William Burroughs --
Man is an artifact designed for space travel. He is not designed to remain in his present biologic state any more than a tadpole is designed to remain a tadpole.
Henry Miller --
No matter how vast, how total, the failure of man here on earth, the work of man will be resumed elsewhere. War leaders talk of resuming operations on this front and that, but man's front embraces the whole universe.
Eric Hoffer --
Our passionate preoccupation with the sky, the stars, and a God somewhere in outer space is a homing impulse. We are drawn back to where we came from.
Edward O. Wilson --
For every person in the world to reach present U.S. levels of consumption with existing technology would require four more planet Earths. The five billion people of the developing countries may never wish to attain this level of profligacy.
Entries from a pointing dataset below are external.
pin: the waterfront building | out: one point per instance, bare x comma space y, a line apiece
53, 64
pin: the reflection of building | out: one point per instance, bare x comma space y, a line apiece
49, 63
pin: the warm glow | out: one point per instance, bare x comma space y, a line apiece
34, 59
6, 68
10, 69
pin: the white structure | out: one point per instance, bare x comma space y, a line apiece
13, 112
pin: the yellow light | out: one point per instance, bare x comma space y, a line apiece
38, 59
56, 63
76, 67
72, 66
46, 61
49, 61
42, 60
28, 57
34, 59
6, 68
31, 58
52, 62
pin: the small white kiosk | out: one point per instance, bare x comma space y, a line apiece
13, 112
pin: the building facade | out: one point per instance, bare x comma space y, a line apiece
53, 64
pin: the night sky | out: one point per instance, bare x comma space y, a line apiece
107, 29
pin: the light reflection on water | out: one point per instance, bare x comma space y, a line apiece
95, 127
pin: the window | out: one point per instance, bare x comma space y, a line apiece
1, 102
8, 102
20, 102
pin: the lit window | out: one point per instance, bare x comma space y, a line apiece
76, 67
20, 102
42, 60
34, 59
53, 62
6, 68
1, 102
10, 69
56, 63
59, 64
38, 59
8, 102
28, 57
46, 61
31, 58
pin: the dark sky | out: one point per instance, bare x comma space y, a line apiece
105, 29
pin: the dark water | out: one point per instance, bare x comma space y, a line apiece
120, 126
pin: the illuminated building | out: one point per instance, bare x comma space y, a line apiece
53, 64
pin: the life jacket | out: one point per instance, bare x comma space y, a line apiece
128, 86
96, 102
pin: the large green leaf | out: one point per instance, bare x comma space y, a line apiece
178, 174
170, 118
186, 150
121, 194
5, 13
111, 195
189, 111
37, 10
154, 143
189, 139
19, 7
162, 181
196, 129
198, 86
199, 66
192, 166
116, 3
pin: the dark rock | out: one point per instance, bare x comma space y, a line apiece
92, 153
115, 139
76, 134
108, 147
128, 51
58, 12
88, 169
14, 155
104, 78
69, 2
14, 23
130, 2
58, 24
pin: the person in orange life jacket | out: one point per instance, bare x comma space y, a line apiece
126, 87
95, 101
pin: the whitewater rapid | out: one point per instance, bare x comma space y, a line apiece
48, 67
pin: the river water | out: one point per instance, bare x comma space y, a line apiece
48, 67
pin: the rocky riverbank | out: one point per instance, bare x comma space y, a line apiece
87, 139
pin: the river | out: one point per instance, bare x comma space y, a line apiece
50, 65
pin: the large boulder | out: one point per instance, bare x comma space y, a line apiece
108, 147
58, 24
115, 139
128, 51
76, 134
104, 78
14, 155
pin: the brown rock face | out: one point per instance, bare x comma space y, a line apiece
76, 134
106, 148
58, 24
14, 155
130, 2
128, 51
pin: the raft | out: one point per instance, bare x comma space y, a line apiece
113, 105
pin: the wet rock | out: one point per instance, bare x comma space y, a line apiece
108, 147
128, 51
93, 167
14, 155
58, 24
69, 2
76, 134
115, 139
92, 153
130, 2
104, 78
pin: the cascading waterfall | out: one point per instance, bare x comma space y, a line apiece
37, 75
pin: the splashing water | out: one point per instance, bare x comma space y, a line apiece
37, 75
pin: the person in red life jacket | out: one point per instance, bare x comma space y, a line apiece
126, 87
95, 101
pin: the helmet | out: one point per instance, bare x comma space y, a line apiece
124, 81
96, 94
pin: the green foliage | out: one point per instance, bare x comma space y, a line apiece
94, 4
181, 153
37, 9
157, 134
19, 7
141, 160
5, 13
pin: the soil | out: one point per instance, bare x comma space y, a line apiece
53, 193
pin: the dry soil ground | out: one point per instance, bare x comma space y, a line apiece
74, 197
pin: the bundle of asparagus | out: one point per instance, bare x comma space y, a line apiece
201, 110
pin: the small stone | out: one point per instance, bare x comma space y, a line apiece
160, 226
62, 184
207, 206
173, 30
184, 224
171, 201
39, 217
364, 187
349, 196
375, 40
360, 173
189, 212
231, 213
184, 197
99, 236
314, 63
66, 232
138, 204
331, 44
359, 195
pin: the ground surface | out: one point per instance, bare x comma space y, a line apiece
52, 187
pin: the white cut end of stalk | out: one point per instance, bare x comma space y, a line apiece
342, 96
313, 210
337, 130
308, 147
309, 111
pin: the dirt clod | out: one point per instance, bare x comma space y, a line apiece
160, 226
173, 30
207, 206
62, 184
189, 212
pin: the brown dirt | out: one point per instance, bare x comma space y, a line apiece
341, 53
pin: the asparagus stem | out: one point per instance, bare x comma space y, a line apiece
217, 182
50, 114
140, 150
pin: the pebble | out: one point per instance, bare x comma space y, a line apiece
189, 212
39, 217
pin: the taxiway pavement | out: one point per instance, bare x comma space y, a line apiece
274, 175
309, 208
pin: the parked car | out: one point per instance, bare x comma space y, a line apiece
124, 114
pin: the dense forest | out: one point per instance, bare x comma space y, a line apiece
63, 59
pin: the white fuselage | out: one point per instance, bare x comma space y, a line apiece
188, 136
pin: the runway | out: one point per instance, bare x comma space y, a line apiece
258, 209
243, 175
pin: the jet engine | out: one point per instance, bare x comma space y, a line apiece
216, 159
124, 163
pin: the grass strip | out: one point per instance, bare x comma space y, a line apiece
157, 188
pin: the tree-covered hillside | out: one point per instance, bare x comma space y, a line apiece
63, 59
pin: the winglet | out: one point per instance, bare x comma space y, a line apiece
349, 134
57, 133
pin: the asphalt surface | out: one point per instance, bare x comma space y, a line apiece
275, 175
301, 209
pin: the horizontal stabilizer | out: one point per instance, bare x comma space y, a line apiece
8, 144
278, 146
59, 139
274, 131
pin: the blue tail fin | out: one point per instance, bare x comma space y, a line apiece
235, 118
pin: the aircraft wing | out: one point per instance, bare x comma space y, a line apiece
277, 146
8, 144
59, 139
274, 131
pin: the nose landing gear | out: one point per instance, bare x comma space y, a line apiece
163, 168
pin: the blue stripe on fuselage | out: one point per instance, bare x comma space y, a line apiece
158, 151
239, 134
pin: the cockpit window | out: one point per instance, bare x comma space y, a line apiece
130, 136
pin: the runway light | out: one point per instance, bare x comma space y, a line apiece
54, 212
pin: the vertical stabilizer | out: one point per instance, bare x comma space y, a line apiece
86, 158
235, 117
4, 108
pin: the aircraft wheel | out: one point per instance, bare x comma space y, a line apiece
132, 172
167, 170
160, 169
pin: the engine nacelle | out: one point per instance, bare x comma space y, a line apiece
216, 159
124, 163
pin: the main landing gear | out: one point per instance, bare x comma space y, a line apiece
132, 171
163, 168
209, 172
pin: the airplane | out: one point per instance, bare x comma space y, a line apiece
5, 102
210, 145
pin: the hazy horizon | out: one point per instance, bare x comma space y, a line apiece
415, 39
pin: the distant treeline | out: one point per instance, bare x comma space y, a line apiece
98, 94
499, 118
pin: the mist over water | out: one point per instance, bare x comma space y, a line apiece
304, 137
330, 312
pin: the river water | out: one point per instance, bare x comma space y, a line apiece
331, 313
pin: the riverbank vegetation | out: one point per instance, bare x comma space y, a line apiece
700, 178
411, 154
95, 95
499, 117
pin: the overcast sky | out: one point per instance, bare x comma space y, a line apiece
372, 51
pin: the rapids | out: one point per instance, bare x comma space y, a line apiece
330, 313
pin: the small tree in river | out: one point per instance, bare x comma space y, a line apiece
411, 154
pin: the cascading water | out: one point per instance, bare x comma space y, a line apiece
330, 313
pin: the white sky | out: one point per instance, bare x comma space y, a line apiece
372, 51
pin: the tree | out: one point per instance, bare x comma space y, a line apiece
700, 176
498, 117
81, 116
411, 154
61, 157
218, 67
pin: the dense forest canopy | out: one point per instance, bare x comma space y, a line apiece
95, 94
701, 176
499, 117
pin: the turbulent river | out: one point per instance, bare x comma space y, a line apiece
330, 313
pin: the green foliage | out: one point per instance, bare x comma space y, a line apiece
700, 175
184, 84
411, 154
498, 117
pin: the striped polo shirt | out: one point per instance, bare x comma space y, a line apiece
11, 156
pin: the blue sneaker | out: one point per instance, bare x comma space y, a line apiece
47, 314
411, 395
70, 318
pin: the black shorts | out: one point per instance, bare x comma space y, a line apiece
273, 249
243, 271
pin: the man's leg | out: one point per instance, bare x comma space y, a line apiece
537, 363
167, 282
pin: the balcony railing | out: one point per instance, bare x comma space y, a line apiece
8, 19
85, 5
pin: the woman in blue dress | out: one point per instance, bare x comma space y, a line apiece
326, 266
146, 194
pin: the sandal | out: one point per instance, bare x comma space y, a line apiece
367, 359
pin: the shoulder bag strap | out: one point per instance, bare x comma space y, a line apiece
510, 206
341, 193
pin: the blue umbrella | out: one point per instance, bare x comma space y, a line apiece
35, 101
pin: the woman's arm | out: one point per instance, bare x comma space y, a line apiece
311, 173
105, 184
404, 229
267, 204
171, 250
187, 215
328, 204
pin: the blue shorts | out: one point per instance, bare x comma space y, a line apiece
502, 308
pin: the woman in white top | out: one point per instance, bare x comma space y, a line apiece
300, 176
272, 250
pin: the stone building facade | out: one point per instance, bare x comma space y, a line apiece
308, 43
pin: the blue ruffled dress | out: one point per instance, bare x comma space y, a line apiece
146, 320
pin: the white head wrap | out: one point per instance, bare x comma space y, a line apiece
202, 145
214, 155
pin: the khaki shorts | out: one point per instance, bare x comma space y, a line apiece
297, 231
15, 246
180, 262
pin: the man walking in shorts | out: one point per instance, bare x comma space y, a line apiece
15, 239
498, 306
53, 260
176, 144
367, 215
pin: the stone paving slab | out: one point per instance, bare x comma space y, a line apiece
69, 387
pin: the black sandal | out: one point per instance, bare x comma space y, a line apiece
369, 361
But in trying to achieve at least a decent standard of living, they have joined the industrial world in erasing the last of the natural environments.
Jacob Bronowski --
By the worldly standards of public life, all scholars in their work are of course oddly virtuous. They do not make wild claims, they do not cheat, they do not try to persuade at any cost, they appeal neither to prejudice nor to authority, they are often frank about their ignorance, their disputes are fairly decorous, they do not confuse what is being argued with race, politics, sex or age, they listen patiently to the young and to the old who both know everything. These are the general virtues of scholarship, and they are peculiarly the virtues of science.
Raymond Chandler --
There are two kinds of truth; the truth that lights the way and the truth that warms the heart. The first of these is science, and the second is art. … Without art science would be as useless as a pair of high forceps in the hands of a plumber. Without science art would become a crude mess of folklore and emotional quackery.
Basil Bunting --
I hate Science. It denies a man's responsibility for his own deeds, abolishes the brotherhood that springs from God's fatherhood. It is a hectoring, dictating expertise, which makes the least lovable of the Church Fathers seem liberal by contrast. It is far easier for a Hitler or a Stalin to find a mock-scientific excuse for persecution than it was for Dominic to find a mock-Christian one.
Margaret Mead --
The negative cautions of science are never popular. If the experimentalist would not commit himself, the social philosopher, the preacher, and the pedagogue tried the harder to give a short-cut answer.
Isaac Asimov --
If a scientific heresy is ignored or denounced by the general public, there is a chance it may be right. If a scientific heresy is emotionally supported by the general public, it is almost certainly wrong. …It is not so much that I have confidence in scientists being right, but that I have so much in nonscientists being wrong....It is those who support ideas for emotional reasons only who can't change.
Pope John XXIII --
Nevertheless, in order to imbue civilization with sound principles and enliven it with the spirit of the gospel, it is not enough to be illumined with the gift of faith and enkindled with the desire of forwarding a good cause. For this end it is necessary to take an active part in the various organizations and influence them from within. And since our present age is one of outstanding scientific and technical progress and excellence, one will not be able to enter these organizations and work effectively from within unless he is scientifically competent, technically capable and skilled in the practice of his own profession.
William James --
We know what consciousness is as long as no one asks us to define it.